With blinders removed, and all trust in any “authority” gone, what I am seeing is a spotlight-like sun, which is close to the earth, and the earth is much larger based on this. The satellite is not moving, but the sun is. As it moves, it casts most of it’s heat, right below where it is passing overhead.
This is how the mid-day sun feels also, MUCH hotter, as anyone who is outside much knows. This should not be the case with a massive sun 93 million miles away.
Another chance to see the spotlight-like sun we have..
Consider this: with the IR imagery, there would not be a small area of heat, as if there were a smaller sized “heat lamp” hanging overhead.
That is how the sun feels also, when it moves away during the day, with MUCH less heat on a person at, say 5pm, and much more at 1pm, despite the “fact” that it is 93 million miles away.
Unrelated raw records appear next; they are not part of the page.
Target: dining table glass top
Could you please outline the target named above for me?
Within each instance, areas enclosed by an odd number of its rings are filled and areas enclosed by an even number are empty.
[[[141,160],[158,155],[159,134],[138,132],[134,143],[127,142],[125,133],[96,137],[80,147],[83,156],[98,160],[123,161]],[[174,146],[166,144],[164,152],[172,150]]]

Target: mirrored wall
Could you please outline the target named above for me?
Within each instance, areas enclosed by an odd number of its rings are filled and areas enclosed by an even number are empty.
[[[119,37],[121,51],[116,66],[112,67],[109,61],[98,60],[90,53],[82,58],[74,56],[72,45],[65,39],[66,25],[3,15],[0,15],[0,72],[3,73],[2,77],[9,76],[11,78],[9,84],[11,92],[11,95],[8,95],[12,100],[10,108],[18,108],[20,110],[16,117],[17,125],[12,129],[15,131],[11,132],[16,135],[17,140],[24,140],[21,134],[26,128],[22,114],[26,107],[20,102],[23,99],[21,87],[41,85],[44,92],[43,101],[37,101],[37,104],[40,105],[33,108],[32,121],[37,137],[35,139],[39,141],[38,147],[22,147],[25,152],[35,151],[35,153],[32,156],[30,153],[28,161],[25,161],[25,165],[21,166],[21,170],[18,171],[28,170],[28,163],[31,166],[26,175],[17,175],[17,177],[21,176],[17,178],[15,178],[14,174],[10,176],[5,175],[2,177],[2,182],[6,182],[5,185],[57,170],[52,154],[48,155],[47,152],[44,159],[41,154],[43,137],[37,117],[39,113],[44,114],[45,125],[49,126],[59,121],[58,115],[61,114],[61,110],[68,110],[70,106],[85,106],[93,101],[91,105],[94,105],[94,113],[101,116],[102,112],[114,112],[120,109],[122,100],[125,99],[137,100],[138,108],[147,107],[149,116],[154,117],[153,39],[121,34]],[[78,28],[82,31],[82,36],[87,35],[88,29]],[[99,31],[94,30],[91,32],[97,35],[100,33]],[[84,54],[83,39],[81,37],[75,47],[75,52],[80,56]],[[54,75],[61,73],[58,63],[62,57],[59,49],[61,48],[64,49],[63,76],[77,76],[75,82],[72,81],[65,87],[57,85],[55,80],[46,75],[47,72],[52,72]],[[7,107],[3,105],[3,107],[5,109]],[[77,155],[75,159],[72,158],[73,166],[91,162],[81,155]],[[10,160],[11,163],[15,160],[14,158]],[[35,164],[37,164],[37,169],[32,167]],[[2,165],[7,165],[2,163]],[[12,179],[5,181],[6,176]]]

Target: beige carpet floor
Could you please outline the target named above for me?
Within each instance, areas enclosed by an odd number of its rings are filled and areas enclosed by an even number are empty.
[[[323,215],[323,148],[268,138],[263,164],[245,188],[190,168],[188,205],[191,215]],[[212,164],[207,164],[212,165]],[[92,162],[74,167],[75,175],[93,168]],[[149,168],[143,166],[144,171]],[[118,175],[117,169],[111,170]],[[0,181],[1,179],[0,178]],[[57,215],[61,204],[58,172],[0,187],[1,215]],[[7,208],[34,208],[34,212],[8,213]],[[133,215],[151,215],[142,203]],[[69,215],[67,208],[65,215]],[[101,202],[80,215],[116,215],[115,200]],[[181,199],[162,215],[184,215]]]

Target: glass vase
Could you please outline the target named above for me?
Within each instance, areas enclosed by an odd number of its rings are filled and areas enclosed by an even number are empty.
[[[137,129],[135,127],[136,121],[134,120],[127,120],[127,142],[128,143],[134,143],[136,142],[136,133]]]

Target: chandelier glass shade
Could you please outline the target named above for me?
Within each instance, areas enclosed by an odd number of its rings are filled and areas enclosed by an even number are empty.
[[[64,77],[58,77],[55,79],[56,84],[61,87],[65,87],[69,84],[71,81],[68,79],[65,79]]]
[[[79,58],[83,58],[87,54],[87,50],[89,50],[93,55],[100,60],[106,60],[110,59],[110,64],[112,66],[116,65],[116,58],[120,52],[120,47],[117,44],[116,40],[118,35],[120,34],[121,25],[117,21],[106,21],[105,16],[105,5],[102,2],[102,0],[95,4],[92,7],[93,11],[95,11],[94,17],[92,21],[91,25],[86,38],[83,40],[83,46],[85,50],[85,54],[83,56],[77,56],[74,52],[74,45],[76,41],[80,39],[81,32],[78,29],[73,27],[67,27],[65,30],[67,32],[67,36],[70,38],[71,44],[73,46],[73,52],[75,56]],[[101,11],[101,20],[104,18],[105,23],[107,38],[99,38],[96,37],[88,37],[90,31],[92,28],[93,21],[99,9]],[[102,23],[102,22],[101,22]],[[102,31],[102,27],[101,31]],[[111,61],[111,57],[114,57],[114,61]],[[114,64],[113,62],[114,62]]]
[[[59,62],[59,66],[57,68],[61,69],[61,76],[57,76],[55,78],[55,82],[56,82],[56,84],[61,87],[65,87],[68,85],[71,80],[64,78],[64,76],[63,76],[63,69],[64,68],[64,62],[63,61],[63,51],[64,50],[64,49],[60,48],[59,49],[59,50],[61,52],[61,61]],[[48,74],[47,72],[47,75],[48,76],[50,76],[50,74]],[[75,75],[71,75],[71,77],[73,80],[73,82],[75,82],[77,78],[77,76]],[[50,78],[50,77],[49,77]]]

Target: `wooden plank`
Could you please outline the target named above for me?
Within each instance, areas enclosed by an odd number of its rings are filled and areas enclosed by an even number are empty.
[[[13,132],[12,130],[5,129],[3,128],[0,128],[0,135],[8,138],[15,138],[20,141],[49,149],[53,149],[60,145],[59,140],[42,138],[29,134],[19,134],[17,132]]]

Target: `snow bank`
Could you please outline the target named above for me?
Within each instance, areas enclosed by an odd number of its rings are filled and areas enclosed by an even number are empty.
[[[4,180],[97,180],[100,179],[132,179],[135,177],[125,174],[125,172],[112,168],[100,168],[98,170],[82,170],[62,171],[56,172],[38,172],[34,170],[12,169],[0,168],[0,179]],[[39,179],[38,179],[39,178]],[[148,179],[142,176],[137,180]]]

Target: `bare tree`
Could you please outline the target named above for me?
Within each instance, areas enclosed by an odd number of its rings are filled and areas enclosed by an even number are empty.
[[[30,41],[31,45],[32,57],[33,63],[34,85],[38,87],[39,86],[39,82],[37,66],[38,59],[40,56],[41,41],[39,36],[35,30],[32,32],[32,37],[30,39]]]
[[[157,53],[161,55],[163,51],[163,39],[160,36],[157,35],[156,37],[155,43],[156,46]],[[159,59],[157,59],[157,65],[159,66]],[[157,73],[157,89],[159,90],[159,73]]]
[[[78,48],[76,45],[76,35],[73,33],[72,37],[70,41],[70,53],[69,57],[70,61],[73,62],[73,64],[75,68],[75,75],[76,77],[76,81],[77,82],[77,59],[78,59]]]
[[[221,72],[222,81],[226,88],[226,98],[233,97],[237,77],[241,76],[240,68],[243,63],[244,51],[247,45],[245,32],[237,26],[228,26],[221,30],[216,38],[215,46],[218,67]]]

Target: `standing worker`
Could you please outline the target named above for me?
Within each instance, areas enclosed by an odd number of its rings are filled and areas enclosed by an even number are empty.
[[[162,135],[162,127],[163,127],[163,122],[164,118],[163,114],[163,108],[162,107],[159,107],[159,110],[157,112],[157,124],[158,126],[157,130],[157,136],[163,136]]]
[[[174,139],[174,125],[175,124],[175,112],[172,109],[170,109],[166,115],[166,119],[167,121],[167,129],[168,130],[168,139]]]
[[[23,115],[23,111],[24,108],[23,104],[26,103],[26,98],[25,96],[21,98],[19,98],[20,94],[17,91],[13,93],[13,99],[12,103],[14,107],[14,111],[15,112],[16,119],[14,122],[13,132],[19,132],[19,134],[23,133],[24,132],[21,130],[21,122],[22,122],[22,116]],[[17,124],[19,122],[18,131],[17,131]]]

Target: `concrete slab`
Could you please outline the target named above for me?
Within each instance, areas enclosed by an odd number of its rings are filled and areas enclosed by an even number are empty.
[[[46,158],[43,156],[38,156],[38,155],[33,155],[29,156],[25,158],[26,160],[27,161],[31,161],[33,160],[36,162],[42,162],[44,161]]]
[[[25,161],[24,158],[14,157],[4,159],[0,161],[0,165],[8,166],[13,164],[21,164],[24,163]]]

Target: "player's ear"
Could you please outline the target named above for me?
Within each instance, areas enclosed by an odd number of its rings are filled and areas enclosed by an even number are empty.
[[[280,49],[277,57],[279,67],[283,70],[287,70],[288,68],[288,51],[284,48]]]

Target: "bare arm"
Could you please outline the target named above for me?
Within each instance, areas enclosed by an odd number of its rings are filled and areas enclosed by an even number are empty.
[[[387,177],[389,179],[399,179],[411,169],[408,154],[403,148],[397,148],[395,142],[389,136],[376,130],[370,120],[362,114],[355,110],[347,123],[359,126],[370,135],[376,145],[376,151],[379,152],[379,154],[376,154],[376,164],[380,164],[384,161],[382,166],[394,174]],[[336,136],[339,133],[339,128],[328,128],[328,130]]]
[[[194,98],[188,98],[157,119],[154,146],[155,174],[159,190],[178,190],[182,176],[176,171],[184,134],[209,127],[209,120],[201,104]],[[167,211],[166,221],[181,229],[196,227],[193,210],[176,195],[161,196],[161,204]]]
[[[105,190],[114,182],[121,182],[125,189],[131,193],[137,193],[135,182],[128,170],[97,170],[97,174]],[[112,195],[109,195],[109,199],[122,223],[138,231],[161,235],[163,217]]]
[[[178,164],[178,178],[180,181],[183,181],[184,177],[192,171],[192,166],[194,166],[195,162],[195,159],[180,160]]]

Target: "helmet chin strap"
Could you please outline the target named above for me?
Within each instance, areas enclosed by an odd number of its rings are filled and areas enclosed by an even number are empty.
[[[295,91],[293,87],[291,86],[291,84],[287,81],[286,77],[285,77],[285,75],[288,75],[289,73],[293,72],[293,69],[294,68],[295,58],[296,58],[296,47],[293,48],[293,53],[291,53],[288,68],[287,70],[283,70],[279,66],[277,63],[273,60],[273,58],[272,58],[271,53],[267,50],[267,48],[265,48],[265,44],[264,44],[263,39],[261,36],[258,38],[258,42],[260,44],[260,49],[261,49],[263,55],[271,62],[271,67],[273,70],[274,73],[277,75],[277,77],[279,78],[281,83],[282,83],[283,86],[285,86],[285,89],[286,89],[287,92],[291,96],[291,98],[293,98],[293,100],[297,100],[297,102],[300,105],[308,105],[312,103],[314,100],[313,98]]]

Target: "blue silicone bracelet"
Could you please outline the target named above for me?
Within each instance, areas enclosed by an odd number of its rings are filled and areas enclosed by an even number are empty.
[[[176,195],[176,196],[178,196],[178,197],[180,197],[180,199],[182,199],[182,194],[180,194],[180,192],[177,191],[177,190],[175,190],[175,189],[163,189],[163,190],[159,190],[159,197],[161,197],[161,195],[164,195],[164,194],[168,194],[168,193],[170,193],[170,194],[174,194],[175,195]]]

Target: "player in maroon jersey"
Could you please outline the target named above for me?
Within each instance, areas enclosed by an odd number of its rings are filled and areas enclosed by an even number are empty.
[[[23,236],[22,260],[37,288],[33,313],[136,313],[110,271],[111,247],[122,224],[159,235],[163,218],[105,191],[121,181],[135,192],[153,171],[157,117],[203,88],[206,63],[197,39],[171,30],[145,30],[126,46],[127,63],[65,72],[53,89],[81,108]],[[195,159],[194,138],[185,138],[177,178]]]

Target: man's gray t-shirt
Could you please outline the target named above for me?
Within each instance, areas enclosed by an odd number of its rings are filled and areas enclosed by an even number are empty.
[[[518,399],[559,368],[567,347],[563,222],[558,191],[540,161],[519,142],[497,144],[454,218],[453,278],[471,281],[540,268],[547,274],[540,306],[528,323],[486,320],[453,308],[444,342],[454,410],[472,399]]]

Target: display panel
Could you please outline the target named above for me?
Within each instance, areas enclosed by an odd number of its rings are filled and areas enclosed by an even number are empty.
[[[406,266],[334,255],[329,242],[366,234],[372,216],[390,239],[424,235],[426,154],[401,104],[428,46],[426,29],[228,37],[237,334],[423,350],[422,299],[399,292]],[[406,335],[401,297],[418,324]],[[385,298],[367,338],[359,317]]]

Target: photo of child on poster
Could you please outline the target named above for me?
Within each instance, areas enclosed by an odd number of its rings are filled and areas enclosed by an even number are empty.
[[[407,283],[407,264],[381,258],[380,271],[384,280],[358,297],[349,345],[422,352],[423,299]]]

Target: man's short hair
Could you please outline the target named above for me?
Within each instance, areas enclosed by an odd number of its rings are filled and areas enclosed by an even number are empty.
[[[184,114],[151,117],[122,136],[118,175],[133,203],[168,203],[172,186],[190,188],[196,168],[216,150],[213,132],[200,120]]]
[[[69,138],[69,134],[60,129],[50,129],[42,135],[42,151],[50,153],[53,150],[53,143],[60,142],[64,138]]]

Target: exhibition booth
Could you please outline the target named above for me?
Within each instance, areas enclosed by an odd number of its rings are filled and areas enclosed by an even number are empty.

If the sun were 93 million miles away it would not show such a difference in the amount of heat applied on the surface of the earth.
If it was a close in “spot light” kind of luminary, it would provide much more heat when overhead (like the IR imagery at that link shows), and much less when say 3,000 miles to the west or east of you, since it is likely very close to the earth in reality, thus providing lots of heat when overhead (lets say 30 miles up), and MUCH less when it has moved from overhead, to thousands of miles away, and still shining on you.
This makes much more sense to me, and has. Back to the point though, the InfraRed satellite imagery shows the close up heat signature of a small and intensely hot object, in relation to the size of the earth.